Syndrome de Goodpasture :

Le syndrome de Goodpasture est exceptionnellement responsable d’hémoptysie de meme que l’hémosidérose pulmonaire idiopathique et les maladies auto-immunes (lupus érythémateux aigu disséminé, maladie de Wegener, périartérite noueuse…)

Anomalies congénitales vasculaires :

Angiomes, circonscrits, pouvant faire partie d’une maladie de Rendu-Osler. Ils peuvent être diffus, plus hémoptoisants.

Causes bronchiques rares :

A coté également de la possibilité d’angiome (diagnostiqué par l’endoscopie et l’artériographie), les causes bronchiques restent, pour la plupart, des causes d’élimination: asthme, bronchite aigue, trachéo-bronchite hémorragique.

Insistons toutefois sur deux causes particulières:

* les tumeurs carcinoïdes des bronches, rares, atteignant en général un sujet jeune. La radiographie peut montrer une atélectasie, l’endoscopie confirme le diagnostic.

* les corps étrangers bronchiques, ou l’endoscopie peut être également thérapeutique.

Dans environ 10% des cas aucune cause n’est trouvée. Une surveillance régulière s’impose.

Conduite thérapeutique :

La conduite thérapeutique est fonction en grande partie de l’abondance de l’hémoptysie, mais dans tous les cas, il ne faut jamais omettre de déterminer le groupe sanguin du malade.

HEMOPTYSIE DE GRANDE ABONDANCE :

* Lutter, si besoin, contre l’asphyxie par aspiration, voire intubation, puis oxygénothérapie.

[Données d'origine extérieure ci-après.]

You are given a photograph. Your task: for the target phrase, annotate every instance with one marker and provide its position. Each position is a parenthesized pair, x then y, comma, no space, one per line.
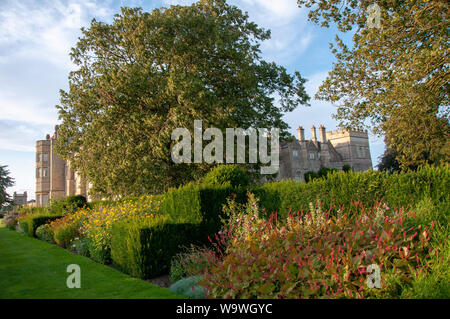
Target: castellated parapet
(54,177)
(334,150)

* Poser une voie d’abord veineuse de bonne qualité, pour permettre la perfusion de macromolécules puis de sang. On en profitera pour prélever du sang pour détermination du groupe et quelques examens biologiques simples (hématocrite, hémogramme, temps de Howell et de Quick, etc.).

* Tenter de tarir l’hémoptysie en injectant un vasoconstricteur artériel:

– lysine-8-vasopressine (Diapid*), 5 à 10 unités diluées dans 10ml de sérum salé isotonique injectées lentement (minimum 5min) dans la tubulure de la perfusion.

– terlipressine (Glypressine*), 1 à 2 ampoules à 1mg toutes les 4 heures par voie intraveineuse lente.

* Lorsque l’hémoptysie ne cède pas rapidement, il faut recourir à une tentative d’embolisation en urgence.

– L’embolisation est immédiatement précédée d’une étude artériographique pour repérer le vaisseau en cause.

– Cette technique peut permettre de sauver le malade et d’envisager un traitement radical dans un second temps.

* Beaucoup plus rarement on fera appel à un traitement chirurgical en urgence: exérèse d’une lésion localisée ou ligature vasculaire.

HÉMOPTYSIE DE MOYENNE ABONDANCE :

* Dans l’immédiat:

– rassurer et calmer le patient.

– poser une voie d’abord veineuse.

– administrer un vasoconstricteur artériel selon les modalités déjà vues, si l’hémoptysie ne se tarit pas spontanément. l’embolisation en urgence est rarement indiquée dans ce cas.

* Dans un second temps, le traitement sera discuté en fonction de la cause et après bilan endoscopique et, si besoin, artériographique:

– soit embolisation artérielle systémique dont les résultats sont bons à court terme. A plus long terme peuvent exister des récidives dues à des suppléances vasculaires.

– soit traitement chirurgical, surtout en cas de lésions localisées et lorsque la fonction respiratoire le permet.

* Les traitements médicaux concernent des causes bien précises:

– traitement digitalodiurétique et vasodilatateur en cas d’oedème pulmonaire ou d’insuffisance cardiaque.

– traitement antituberculeux triple parfois suffisant à lui seul à la phase aigue d’une tuberculose.

– antibiothérapie d’une infection broncho-pulmonaire.

HÉMOPTYSIE MINIME :

Elle ne nécessite aucun traitement immédiat mais justifie la surveillance.

Son traitement se confond avec celui de l’affection causale.